None was closer to Senna than Professor Sid Watkins. “He was very upset about those races,” said the Prof. “There’s no doubt he felt very much pressured that he had to win at Imola — in fact, I believe he felt trapped by every aspect of his life at that time. I honestly think he would have liked to step back — that was the impression I’d been getting for a while.
“I always worried for Ayrton. He’d be leading easily, and I’d be sitting there in the medical car, willing him to slow down a bit — but he couldn’t help himself, and that was his main fault as a racing driver, in my opinion. I used to tell him that the clever driver is the one who wins by taking the least out of himself and the car, and he’d say, ‘Yes, I know you’re right — every time I go past your car I remember what you said, and I feel guilty about it. But by the time I get to the next corner, I’ve forgotten…”
The horror of that Imola weekend will for ever stay with anyone who was there, and none more than Prost, for in the last weeks of his life Senna had several times phoned, seeking his help and advice in matters of safety.

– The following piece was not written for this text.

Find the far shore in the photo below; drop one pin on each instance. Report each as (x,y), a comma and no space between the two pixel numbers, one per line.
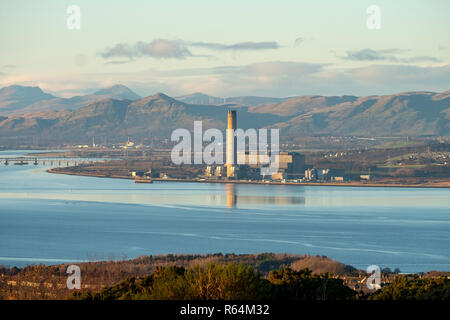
(440,184)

“We had agreed to talk about it at Imola, and that made that weekend somehow even more horrible. Ayrton was talking all the time about safety, and he was much softer than before — for me, he had changed completely. He seemed very down, and without the same power as before. We talked on the Friday, and then again on the Sunday morning — he was really trying to be friendly. He wanted help — he needed someone, that was obvious…”
Could they in time have become friends? “Mmm, it’s not impossible,” said Prost. “In spite of everything, we always had a great respect for each other as drivers, and that was the most important thing. I don’t think either of us worried too much about anyone else.”
Senna was indeed a special force in motor racing, and I suspect he would have been that way in any walk of life he might have chosen. Without a doubt his was the most complex character I ever encountered in the sport, and not without its contradictions. As a driver he was utterly uncompromising, and off the track, too, could be cruel if he felt the circumstances demanded it. But he could also be gentle and disarming, and there were many tales of his private kindnesses: the man who would — literally — push a rival off the track would also weep at a small gift from a shy fan.